When studying for a doctoral degree (PhD), candidates submit a thesis that provides a critical review of the current state of knowledge of the thesis subject as well as the student’s own contributions to the subject. The distinguishing criterion of doctoral graduate research is a significant and original contribution to knowledge.
Once accepted, the candidate presents the thesis orally. This oral exam is open to the public.
Software development and evolution are highly distributed processes that involve a multitude of supporting tools and resources. Application programming interfaces are commonly used by software developers to reduce development cost and complexity by reusing code developed by third-parties or published by the open source community. However, these application programming interfaces have also introduced new challenges to the Software Engineering community (e.g., software vulnerabilities, API incompatibilities, and software license violations) that not only extend beyond the traditional boundaries of individual projects but also involve different software artifacts. As a result, there is the need for a technology-independent representation of software dependency semantics and the ability to seamlessly integrate this representation with knowledge from other software artifacts.

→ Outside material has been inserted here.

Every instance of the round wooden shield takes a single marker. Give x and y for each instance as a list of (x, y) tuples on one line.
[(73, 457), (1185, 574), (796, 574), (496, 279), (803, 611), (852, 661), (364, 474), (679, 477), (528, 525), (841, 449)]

The Semantic Web and its supporting technology stack have been widely promoted to model, integrate, and support interoperability among heterogeneous data sources. This dissertation takes advantage of the Semantic Web and its enabling technology stack for knowledge modeling and integration. The thesis introduces five major contributions: (1) We present a formal Software Build System Ontology – SBSON, which captures concepts and properties for software build and dependency management systems. This formal knowledge representation allows us to take advantage of Semantic Web inference services forming the basis for a more flexibility API dependency analysis compared to traditional proprietary analysis approaches. (2) We conducted a user survey which involved 53 open source developers to allow us to gain insights on how actual developers manage API breaking changes. (3) We introduced a novel approach which integrates our SBSON model with knowledge about source code usage and changes within the Maven ecosystem to support API consumers and producers in managing (assessing and minimizing) the impacts of breaking changes. (4) A Security Vulnerability Analysis Framework (SV-AF) is introduced, which integrates builds system, source code, versioning system, and vulnerability ontologies to trace and assess the impact of security vulnerabilities across project boundaries. (5) Finally, we introduce an Ontological Trustworthiness Assessment Model (OntTAM). OntTAM is an integration of our build, source code, vulnerability and license ontologies which supports a holistic analysis and assessment of quality attributes related to the trustworthiness of libraries and APIs in open source systems.
Several case studies are presented to illustrate the applicability and flexibility of our modelling approach, demonstrating that our knowledge modeling approach can seamlessly integrate and reuse knowledge extracted from existing build and dependency management systems with other existing heterogeneous data sources found in the software engineering domain. As part of our case studies, we also demonstrate how this unified knowledge model can enable new types of project dependency analysis.